Bread is heavily subsidized, selling for less than 1 cent a loaf. If the subsidy is reduced, the social discontent would be potentially disastrous in the current unrest. Subsidized bread is currently rationed at twenty loaves per family per day at a cost of one Egyptian pound ( $0.14), whereas the same number sells for four pounds at non-subsidized bakeries. Everyday, many Egyptian wait in long lines for subsidized bread early in the morning. An elder egyptian man, who holds twenty loaves in his arms, had waited since 4 am, and he got subsidized breads after more than 3 hours. " If we are late getting in line, we might miss out on getting. it is a matter of life and death not only for our family but also many people like me."
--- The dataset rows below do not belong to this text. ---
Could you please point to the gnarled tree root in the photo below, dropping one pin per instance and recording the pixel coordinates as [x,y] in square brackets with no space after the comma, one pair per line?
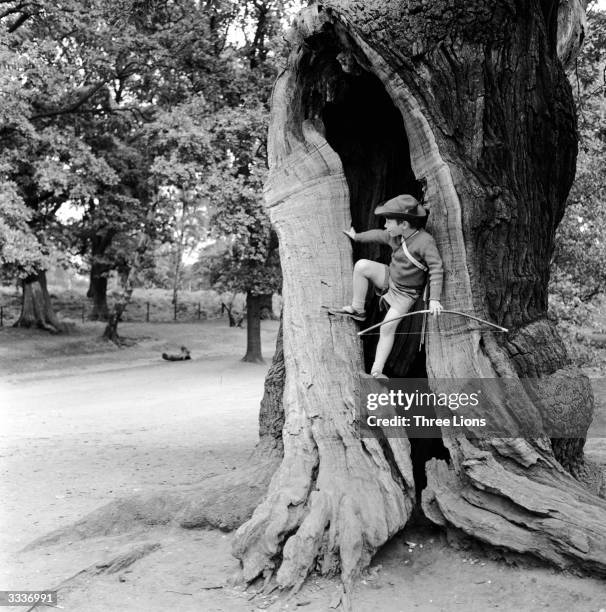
[329,509]
[222,502]
[543,512]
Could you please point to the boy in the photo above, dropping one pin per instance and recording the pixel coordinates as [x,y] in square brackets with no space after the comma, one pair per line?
[414,253]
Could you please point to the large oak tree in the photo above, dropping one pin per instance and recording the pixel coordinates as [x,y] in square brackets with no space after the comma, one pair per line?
[468,102]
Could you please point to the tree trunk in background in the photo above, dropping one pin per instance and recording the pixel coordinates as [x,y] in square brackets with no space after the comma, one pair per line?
[469,103]
[253,329]
[36,307]
[271,413]
[126,282]
[267,307]
[97,292]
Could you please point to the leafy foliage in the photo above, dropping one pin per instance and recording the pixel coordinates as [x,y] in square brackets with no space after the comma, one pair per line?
[578,273]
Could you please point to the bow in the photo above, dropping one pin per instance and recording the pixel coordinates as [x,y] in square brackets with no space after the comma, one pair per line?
[455,312]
In addition, Farmers in Egypt are facing with soaring fuel prices and a heavy fuel shortage. "Wheat has been basically less profit crops to us. Soaring fuel prices can be a matter of life and death for us," said Amgat, who is a 45 year-old small landowner in Mansoura. "I recognize Morsi as our president. Actually it doesn't matter who is ruling the country, the Muslim Brotherhood or not, but it is certain that our nation and revolution are facing a critical crisis." he said. For bakers as well, a heavy fuel shortage is causing serious problems.
Bread for Egypt's middle classes it is breakfast, lunch and dinner. Egyptian consume more bread per person than do people in any other nation. It is known as "Aish" in Egyptian Arabic, which means both bread and life. It is the basic component of their life.